Formal ontology is a fascinating topic. But before we continue, I have to ask, why would someone want to implement it in Obsidian? What ultimate purpose are they trying to achieve with it? The answer to that question determines the very response of how to implement it. Is it just curiosity to push Obsidian to its limits in this aspect? Great, let’s keep experimenting! There are many people who dedicate hours to make Obsidian look and behave like Notion or Logseq, instead of using Notion or Logseq directly. Part of the charm is the flexibility. However, if you’re looking to define your own personal ontology, I wouldn’t bet on doing it with Obsidian.

Obsidian is not the best tool for building a formal ontology

Simply because that is not its purpose. An application designed for note-taking where each node is treated as an object (with a storage format that is a database rather than local files) could achieve that goal more efficiently and straightforwardly. In fact, there are a couple of applications that do just that: https://anytype.io/ does an incredible job with a graph centered around object nodes and formally specified relationships, and https://capacities.io/ also has a specifically object-oriented approach.

What I would do if I had to do it in Obsidian

First, I would ask myself, what do I want to achieve exactly? If I wanted to formally model a knowledge domain, I would definitely use a Python notebook first (again, separation of concerns) to properly prototype the model. Then, I would define a markdown-compatible specification to implement it. For example, I might explore using the markdown attributes logic. However, the brutalist way to do it would be to use plain natural language in the style of an informal ontology. Let me explain.

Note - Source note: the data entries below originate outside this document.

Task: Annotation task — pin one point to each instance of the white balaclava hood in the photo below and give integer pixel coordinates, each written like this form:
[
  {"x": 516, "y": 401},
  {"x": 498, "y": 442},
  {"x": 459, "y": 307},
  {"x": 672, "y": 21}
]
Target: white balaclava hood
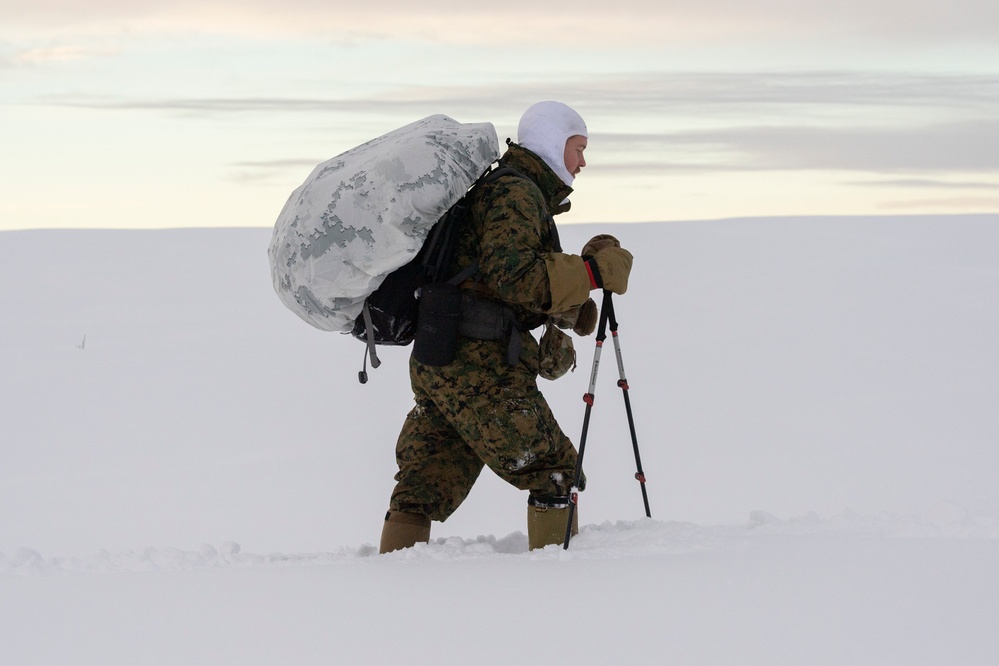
[{"x": 544, "y": 128}]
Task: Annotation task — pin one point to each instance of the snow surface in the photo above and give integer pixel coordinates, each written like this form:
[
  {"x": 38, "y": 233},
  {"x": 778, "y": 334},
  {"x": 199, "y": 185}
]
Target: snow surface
[{"x": 191, "y": 475}]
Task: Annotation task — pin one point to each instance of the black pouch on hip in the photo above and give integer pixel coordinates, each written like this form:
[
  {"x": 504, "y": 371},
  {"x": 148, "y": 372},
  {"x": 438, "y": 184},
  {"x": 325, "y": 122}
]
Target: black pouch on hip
[{"x": 436, "y": 341}]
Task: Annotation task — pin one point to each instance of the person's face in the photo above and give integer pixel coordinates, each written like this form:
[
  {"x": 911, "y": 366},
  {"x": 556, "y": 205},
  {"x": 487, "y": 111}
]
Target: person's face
[{"x": 574, "y": 160}]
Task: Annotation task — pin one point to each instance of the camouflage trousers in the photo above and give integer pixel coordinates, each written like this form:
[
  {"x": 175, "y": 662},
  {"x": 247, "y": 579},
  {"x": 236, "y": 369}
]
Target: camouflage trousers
[{"x": 477, "y": 412}]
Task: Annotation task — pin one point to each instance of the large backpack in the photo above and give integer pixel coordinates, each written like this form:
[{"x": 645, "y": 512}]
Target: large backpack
[
  {"x": 367, "y": 212},
  {"x": 390, "y": 314}
]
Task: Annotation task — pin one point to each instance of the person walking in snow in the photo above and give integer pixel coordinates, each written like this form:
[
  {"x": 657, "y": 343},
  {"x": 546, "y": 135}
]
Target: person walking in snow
[{"x": 484, "y": 408}]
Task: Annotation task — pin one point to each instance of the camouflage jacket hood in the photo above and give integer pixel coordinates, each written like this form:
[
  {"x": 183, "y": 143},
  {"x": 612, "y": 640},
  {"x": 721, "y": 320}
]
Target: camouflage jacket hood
[{"x": 510, "y": 231}]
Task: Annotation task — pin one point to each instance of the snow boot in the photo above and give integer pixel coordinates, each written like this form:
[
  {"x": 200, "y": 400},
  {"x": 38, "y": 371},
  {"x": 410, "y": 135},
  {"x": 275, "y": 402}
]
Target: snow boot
[
  {"x": 546, "y": 520},
  {"x": 402, "y": 530}
]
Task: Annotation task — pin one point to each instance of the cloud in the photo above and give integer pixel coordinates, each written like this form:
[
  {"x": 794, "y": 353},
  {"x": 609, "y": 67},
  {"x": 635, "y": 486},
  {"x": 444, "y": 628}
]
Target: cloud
[
  {"x": 661, "y": 95},
  {"x": 525, "y": 21},
  {"x": 40, "y": 56},
  {"x": 927, "y": 184},
  {"x": 870, "y": 122},
  {"x": 963, "y": 146},
  {"x": 946, "y": 204}
]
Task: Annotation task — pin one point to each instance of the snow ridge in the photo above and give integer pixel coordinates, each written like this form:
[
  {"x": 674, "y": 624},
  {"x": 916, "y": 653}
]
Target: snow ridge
[{"x": 620, "y": 540}]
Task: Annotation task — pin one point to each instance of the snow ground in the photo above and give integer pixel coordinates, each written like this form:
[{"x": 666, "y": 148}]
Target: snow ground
[{"x": 814, "y": 399}]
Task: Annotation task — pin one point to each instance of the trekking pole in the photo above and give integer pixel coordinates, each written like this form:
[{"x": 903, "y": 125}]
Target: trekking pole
[
  {"x": 623, "y": 383},
  {"x": 588, "y": 399}
]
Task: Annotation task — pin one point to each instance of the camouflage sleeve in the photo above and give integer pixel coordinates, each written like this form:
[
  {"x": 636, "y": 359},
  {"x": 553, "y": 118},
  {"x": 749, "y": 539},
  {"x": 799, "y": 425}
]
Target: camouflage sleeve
[{"x": 513, "y": 238}]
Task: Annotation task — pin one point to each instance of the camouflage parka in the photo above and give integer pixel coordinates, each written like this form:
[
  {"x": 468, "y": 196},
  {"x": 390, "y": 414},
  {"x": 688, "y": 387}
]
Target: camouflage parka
[{"x": 510, "y": 231}]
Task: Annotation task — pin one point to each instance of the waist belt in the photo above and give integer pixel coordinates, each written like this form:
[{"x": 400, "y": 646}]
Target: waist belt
[{"x": 482, "y": 319}]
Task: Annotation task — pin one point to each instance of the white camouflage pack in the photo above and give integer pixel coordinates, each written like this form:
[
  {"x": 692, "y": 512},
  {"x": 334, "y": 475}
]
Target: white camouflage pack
[{"x": 364, "y": 213}]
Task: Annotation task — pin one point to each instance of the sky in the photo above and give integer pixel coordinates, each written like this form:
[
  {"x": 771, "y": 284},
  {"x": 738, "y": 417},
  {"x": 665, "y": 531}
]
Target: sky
[{"x": 134, "y": 114}]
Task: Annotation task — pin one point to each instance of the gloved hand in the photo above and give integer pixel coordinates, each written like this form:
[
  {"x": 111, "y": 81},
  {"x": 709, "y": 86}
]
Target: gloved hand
[
  {"x": 609, "y": 269},
  {"x": 586, "y": 318},
  {"x": 597, "y": 243}
]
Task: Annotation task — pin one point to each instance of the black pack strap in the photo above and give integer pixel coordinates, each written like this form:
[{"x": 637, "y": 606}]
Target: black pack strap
[
  {"x": 513, "y": 345},
  {"x": 369, "y": 351},
  {"x": 463, "y": 275}
]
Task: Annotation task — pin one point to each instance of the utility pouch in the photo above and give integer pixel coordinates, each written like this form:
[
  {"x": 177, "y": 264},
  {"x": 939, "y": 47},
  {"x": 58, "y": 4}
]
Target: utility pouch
[
  {"x": 436, "y": 341},
  {"x": 556, "y": 355}
]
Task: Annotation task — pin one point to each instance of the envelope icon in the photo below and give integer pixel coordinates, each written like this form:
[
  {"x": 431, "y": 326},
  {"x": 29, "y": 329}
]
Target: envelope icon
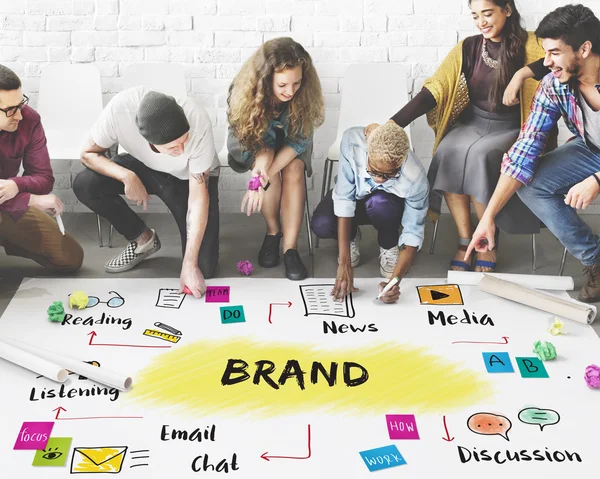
[{"x": 98, "y": 459}]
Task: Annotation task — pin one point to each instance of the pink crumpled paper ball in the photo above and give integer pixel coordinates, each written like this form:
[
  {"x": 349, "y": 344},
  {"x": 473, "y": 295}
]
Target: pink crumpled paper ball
[
  {"x": 592, "y": 376},
  {"x": 245, "y": 267}
]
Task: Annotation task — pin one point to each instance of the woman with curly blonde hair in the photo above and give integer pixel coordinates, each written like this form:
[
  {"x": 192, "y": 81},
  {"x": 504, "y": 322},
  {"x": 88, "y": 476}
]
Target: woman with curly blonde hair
[{"x": 274, "y": 105}]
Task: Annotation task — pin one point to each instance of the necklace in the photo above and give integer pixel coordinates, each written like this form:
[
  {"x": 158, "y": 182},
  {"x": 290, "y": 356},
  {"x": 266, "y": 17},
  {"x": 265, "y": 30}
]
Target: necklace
[{"x": 486, "y": 57}]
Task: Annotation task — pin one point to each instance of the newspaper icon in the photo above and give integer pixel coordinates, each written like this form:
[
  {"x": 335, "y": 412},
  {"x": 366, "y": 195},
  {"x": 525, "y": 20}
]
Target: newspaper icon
[
  {"x": 318, "y": 300},
  {"x": 169, "y": 298}
]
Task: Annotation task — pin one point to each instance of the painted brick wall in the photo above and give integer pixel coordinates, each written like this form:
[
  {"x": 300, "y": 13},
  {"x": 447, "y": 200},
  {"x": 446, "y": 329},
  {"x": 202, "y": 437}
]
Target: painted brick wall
[{"x": 211, "y": 38}]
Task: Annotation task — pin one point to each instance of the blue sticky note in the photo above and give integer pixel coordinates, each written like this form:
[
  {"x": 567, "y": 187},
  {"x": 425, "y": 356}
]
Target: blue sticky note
[
  {"x": 382, "y": 458},
  {"x": 532, "y": 368},
  {"x": 497, "y": 363},
  {"x": 232, "y": 314}
]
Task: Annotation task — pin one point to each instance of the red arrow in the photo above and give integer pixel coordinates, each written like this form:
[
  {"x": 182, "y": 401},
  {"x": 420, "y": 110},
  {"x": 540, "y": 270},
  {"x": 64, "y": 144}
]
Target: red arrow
[
  {"x": 59, "y": 409},
  {"x": 447, "y": 438},
  {"x": 288, "y": 304},
  {"x": 505, "y": 341},
  {"x": 268, "y": 458},
  {"x": 93, "y": 334}
]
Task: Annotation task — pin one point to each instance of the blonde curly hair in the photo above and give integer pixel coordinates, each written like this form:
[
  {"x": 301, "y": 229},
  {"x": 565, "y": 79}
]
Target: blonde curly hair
[
  {"x": 251, "y": 101},
  {"x": 389, "y": 144}
]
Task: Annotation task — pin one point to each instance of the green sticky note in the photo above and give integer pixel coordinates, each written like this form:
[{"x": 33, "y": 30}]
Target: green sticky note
[
  {"x": 531, "y": 368},
  {"x": 55, "y": 453},
  {"x": 232, "y": 314}
]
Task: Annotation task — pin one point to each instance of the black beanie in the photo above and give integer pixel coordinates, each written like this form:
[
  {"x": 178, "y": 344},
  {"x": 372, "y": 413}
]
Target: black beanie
[{"x": 160, "y": 119}]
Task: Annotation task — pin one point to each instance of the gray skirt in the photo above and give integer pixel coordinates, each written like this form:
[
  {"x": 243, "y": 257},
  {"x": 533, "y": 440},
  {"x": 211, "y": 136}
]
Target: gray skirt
[{"x": 468, "y": 160}]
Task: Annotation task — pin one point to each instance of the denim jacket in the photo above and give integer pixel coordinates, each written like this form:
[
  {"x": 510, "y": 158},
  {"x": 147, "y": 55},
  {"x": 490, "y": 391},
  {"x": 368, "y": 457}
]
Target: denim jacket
[
  {"x": 241, "y": 159},
  {"x": 354, "y": 183}
]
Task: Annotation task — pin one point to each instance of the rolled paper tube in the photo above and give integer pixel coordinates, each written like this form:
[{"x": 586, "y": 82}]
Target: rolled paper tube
[
  {"x": 566, "y": 308},
  {"x": 472, "y": 278},
  {"x": 32, "y": 362},
  {"x": 99, "y": 375}
]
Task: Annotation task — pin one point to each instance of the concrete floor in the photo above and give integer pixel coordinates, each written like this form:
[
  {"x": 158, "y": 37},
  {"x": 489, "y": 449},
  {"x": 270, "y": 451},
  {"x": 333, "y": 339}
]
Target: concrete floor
[{"x": 241, "y": 238}]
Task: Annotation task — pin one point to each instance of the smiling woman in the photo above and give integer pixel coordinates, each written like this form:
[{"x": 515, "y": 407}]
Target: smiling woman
[{"x": 464, "y": 103}]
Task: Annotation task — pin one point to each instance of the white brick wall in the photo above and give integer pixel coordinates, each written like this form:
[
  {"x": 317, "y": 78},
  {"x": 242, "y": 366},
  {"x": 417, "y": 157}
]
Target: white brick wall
[{"x": 211, "y": 38}]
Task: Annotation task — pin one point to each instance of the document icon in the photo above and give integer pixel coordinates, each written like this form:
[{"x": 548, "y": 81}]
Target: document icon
[
  {"x": 169, "y": 298},
  {"x": 98, "y": 460}
]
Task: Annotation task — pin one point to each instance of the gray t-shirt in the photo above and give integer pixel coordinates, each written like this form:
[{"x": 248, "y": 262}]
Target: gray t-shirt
[{"x": 591, "y": 122}]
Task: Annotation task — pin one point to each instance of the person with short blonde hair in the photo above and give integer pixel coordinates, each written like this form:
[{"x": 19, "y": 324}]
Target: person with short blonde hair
[{"x": 380, "y": 182}]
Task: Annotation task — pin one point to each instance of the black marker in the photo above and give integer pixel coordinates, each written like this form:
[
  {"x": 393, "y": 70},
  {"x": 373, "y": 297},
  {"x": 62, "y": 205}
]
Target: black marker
[{"x": 166, "y": 327}]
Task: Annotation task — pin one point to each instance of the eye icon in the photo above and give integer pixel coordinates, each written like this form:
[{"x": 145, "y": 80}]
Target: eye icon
[{"x": 51, "y": 455}]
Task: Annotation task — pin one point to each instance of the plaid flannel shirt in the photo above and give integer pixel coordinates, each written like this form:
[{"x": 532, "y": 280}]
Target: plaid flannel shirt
[{"x": 551, "y": 101}]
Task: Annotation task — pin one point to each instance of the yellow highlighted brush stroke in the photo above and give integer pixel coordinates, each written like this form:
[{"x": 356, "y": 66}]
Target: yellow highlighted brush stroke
[{"x": 400, "y": 378}]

An important part of an ontology is vocabulary control, which defines the relationships. Based on this simple idea, I would define a specification that allows me to understand when I am describing an ontological predicate between two nodes (notes). In my case, this would be whenever there are two or more notes in the same sentence, because specifying the relationship in prose is a principle of my personal approach. Speculating on this specification, I would define something like:

A sentence is a string of characters that is surrounded by a period and a space or a line break (except at the beginning of the note).
A semantic statement is when two or more [[links]] appear within the same sentence (example: [[a]] is a subset of [[b]]).
A predicate is all the text that appears between the links in a semantic statement and its first words are verbs

In this way, if I documented and controlled the expression “is a subset of” to always write it in the same way, I could extract all the times I have used that predicate with a general search and some regex (I wouldn’t even need Dataview). But again, it all depends on my ultimate purpose. If I want to see in a single document all the predicates I have declared in my vault (and I’m not sure what utility that would have, especially if they are factual predicates like A was born in year N), I would use a combination of the specification with inline fields. However, I am convinced that I would achieve better and more elegant results if I modeled it as a database and used a programming language.